Zuerst war es für mich schwierig, weil ich mir dachte: Ich bin nicht ‚ganz‘ der Sohn meiner Eltern, ich bin irgendwie ‚weniger‘. Schließlich hatte mich meine Mutter nicht geboren. Aber meine Eltern haben mir immer und immer wieder gesagt: Du bist aus unserem Herzen geboren! Du bist geliebt, gewollt und ein Geschenk Gottes. Und sie haben sich nicht davor gescheut, mir zuzuhören, wenn mich das Thema wieder einmal beschäftigt hat.

Auch deine beiden Geschwister Radhika und Jesús Antonio wurden adoptiert.

Meine Eltern konnten keine Kinder bekommen. Sie wollten die Liebe, die sie füreinander haben, aber weitergeben und haben die Tür ihres Hauses und Herzens für uns Kinder geöffnet.

„Wenn es dein Wille ist, Gott, geb ich dir mein ganzes Leben.“

Pater Giorgio Ghigo

Du hattest eigentlich vor, selbst eine Familie zu gründen. Wann kam dir der Gedanke, dass du Priester werden könntest?

Ich war zwanzig, studierte Architektur und wollte ein berühmter Architekt werden. Da lernte ich drei Seminaristen der Priesterbruderschaft des heiligen Karl Borromäus kennen. Sie haben mich sehr überrascht. In meiner Vorstellung waren Seminaristen maximal eine Spur jünger als die Priester, die ich kannte, also so um die sechzig. Und ich dachte, sie wären ernst und grau – so hatte ich damals viele Priester erlebt. Aber die drei Seminaristen waren jung, nur wenig älter als ich damals. Und sie waren froh! ‚Wie ist das möglich, ganz ohne Freundin, ohne Geld und Arbeit?‘, fragte ich mich. Ich musste mir eingestehen: Ich bin jetzt zwar glücklich. Aber sie wirken glücklicher. Das hat mich unruhig gemacht – ich wünschte mir das auch für mein Leben. 

Mit Gott im Dialog

Du hast mit einem Priester über deine Unruhe und deine Fragen gesprochen. Welchen Rat hat er dir gegeben?

Ich fragte ihn: ‚Was soll ich machen? Ich will Vater sein und eine Familie haben, gleichzeitig möchte ich so glücklich wie diese drei Seminaristen sein.‘ Seine Antwort: ‚Ich habe keine Ahnung! Aber du kannst selbst entdecken, was Gott möchte. Er spricht durch deine Geschichte, durch dein Leben. Ich kann dir nur sagen: Auch Priester sind dazu berufen, Väter des Herzens zu sein. Jetzt geh nach Hause.‘ Das hat mich wütend gemacht! Ich wollte eine Amazon-Prime-Antwort, also jetzt sofort wissen, was ich tun soll! 
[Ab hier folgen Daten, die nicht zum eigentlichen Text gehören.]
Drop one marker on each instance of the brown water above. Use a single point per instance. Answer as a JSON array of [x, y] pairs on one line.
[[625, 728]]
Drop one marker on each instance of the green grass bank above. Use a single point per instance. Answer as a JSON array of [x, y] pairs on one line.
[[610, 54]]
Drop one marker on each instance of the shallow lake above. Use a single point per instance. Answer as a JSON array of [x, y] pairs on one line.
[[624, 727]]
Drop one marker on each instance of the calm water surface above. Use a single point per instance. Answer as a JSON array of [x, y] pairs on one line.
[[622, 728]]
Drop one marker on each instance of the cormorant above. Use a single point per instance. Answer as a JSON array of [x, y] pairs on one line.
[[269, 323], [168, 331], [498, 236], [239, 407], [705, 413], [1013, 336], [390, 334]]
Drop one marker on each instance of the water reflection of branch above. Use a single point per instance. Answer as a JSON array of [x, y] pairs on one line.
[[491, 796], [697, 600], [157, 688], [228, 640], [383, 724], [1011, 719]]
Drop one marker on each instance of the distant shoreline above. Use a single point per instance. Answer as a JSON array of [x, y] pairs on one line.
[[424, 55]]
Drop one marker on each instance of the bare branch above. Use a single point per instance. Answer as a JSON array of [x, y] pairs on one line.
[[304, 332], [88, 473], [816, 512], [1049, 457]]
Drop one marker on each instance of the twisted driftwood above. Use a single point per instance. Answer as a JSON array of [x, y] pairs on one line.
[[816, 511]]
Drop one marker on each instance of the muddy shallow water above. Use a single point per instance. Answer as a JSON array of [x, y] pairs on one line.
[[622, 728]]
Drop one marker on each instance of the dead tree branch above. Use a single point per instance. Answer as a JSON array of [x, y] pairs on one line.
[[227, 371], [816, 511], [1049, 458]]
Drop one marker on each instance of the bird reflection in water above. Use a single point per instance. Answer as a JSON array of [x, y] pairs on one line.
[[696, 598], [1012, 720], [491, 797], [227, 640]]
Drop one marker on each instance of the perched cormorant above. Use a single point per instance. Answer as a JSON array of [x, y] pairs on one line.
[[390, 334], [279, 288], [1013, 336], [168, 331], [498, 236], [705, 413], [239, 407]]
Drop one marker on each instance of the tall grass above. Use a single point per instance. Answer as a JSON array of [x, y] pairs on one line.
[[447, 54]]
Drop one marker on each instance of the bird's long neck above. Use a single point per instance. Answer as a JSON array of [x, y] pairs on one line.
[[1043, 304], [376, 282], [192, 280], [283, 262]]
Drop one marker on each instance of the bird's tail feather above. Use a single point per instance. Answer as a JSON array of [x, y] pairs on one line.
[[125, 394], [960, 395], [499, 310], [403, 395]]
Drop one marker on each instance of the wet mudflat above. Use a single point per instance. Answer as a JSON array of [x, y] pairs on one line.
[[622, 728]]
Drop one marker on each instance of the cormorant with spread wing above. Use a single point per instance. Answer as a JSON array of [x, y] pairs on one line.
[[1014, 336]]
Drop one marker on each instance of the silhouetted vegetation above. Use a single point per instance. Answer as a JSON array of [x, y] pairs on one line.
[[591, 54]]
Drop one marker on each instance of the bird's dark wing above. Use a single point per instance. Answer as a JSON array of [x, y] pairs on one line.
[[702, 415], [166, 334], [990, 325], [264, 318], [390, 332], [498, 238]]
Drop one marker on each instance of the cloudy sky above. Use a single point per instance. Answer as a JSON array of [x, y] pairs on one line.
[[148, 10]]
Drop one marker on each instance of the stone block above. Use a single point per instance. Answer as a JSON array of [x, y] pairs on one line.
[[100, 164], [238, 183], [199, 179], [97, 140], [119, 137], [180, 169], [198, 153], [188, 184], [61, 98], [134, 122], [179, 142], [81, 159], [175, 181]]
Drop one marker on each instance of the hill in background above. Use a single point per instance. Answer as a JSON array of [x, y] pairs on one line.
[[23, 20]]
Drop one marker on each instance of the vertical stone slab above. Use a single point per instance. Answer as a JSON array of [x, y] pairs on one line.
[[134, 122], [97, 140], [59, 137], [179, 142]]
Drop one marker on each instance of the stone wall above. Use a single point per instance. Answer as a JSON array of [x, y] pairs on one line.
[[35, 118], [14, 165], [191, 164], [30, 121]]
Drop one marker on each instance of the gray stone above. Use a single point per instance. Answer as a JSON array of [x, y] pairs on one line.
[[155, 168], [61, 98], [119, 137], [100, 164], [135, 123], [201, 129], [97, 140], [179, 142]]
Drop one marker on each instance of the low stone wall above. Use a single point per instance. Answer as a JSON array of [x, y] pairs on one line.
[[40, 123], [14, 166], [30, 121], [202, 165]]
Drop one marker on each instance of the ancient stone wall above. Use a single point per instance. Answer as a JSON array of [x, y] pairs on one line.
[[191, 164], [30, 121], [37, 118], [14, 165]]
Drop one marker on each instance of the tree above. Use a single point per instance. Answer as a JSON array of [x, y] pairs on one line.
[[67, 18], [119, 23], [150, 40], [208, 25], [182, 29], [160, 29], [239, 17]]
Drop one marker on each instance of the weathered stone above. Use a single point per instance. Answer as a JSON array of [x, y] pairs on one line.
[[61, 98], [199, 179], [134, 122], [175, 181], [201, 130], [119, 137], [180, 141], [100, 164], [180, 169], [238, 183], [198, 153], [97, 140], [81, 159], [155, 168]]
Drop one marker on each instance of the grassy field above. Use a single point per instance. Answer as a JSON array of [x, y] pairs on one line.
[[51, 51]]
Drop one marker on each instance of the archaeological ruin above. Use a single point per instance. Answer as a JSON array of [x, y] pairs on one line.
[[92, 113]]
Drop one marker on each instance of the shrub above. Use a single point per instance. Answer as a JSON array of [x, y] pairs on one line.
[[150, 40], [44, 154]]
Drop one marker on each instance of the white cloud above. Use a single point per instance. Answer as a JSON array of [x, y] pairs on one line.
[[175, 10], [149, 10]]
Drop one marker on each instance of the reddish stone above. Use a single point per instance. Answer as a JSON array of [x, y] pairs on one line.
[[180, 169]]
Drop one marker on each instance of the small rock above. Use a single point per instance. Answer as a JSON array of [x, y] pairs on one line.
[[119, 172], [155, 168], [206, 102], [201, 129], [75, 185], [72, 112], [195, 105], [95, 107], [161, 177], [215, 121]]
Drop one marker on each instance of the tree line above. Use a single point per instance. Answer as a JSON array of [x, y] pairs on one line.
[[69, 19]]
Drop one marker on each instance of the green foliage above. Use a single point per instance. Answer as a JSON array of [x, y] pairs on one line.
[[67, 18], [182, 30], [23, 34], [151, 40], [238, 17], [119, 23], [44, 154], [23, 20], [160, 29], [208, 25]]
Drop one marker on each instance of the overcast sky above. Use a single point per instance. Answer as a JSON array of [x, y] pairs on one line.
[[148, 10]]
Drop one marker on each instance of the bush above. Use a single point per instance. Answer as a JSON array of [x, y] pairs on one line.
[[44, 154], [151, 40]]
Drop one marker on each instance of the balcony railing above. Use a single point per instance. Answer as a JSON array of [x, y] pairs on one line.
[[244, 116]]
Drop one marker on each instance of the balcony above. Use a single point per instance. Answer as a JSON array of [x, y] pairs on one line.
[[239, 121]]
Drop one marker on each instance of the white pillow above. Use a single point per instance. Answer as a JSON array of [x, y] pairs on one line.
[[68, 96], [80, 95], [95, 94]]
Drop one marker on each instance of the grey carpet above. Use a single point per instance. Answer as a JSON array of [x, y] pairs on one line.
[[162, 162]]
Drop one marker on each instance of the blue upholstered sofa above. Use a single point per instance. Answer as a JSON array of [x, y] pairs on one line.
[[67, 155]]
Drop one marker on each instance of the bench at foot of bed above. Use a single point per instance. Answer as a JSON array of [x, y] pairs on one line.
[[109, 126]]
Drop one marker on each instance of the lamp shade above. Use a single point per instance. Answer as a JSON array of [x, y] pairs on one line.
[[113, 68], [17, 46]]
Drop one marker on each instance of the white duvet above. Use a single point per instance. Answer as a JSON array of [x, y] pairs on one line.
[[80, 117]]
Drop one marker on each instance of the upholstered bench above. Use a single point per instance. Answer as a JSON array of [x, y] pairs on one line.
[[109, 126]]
In der Zeit danach habe ich viel über mein Leben und meine Geschichte nachgedacht. Mir wurde bewusst, dass mir Gott all die Dinge in meinem Leben geschenkt hatte: meine Adoptiveltern, meine Familie, meinen Glauben. ‚Bis jetzt ist mein Leben wirklich schön‘, dachte ich. ‚Wenn es dein Wille ist, Gott, dann gebe ich dir mein ganzes Leben.‘ Für mich war dieser Prozess ein Ringen. Aber es war kein Monolog, sondern ich war die ganze Zeit mit Gott im Dialog. 

Die Stimme von Gott

Du bist in Rom in die Priesterbruderschaft eingetreten. Sie hat dich nach Chile geschickt – und du dachtest du würdest dort bleiben.

Nach zwei Jahren hat mich unser Ordensoberer nach Wien geschickt, für meine Mission ‚für immer‘. Auch damit habe ich gerungen, denn mein Herz war in Lateinamerika. Ich habe aber auch erkannt: Durch das, was unerwartet ist, spricht oft die Stimme Gottes.

Zeichen Gottes

In eurer Gemeinschaft leben die Priester miteinander in einer Wohnung. Du wohnst du mit vier Mitbrüdern in der Pfarre Rossau. Muss man sich das wie in einer Wohngemeinschaft vorstellen?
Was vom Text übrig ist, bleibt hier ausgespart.